We have tried to avoid most cities, especially Tehran as it would be just too busy, too crowded, too polluted and too out of the way for this trip, but that doesn’t mean we didn’t have a good time in some of Iran’s ‘smaller’ cities.
Winner is definitely Isfahan, although it was a close tie with Shiraz. We spent a week in Isfahan, powerwalking through the city with our host Hamid, sampling all the delicious food and admiring the sights. We didn’t do any official sightseeing (i.e. we were too broke to pay the entrance fees for anything) but had a good time just walking around, eating cheap ice cream and wishing we had more money to buy all of the souvenirs. Sorry mum&dad, one day I’ll be rich and I’ll bring things home!

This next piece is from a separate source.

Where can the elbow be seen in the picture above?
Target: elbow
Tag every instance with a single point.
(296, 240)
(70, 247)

Most intense adrenaline rush
Sadly (luckily?) not bicycle related. During our stay in Isfahan we were invited to join a desert trip by 4 wheel drive. Despite having lived next to the desert in Oman for over a year, we had never done any dune bashing, so obviously we were in! Loaded in a 4×4 armed with gps, phones, tablets, walkie-talkies, goPros, loud music and a router in the car (welcome to the 21st century Europe – you can learn from Iran!) and lunch we headed of towards Varzaneh, about 100km from Isfahan.
Typical, we chose the best way to do this. Driving through the desert with wind over 50km/h can only mean one thing….
Oops. While the driver was shouting with excitement “Oohh maaaaan we’re alllllll going to DIE!!!” Antonio and I looked at each other in the back seat. We were just really, really glad not to be cycling today.
Best place to stay
In Shiraz we stayed with Hamid (50% of men in Iran seemed to be called Hamid), our couchsurfing host who lived in a 500 year old traditional building, complete with courtyard, pools, blossoming trees, original tile work etc. Unfortunately, it had been abandoned for a long time so it was now in being restored to, hopefully, in the future, become a cultural center.
On the thirteenth day after Nowruz (Iranian New Year) Iranians head out to the countryside en masse, leaving the cities empty. This means that this is a really bad day to be on the road. The 2-lane road that we took leaving Arak turned somehow into a 3-lane road with people using the shoulder where we were supposed to cycle on as a third lane, missing our panniers by centimeters. I have never shaken my fist in anger so often (something that is totally not done in Iran) and cursed so many people. We even kicked cars as they drove by and contemplated driving with a big stick so we would be bigger, but this would probably only lead to an actual accident, which miraculously didn’t happen.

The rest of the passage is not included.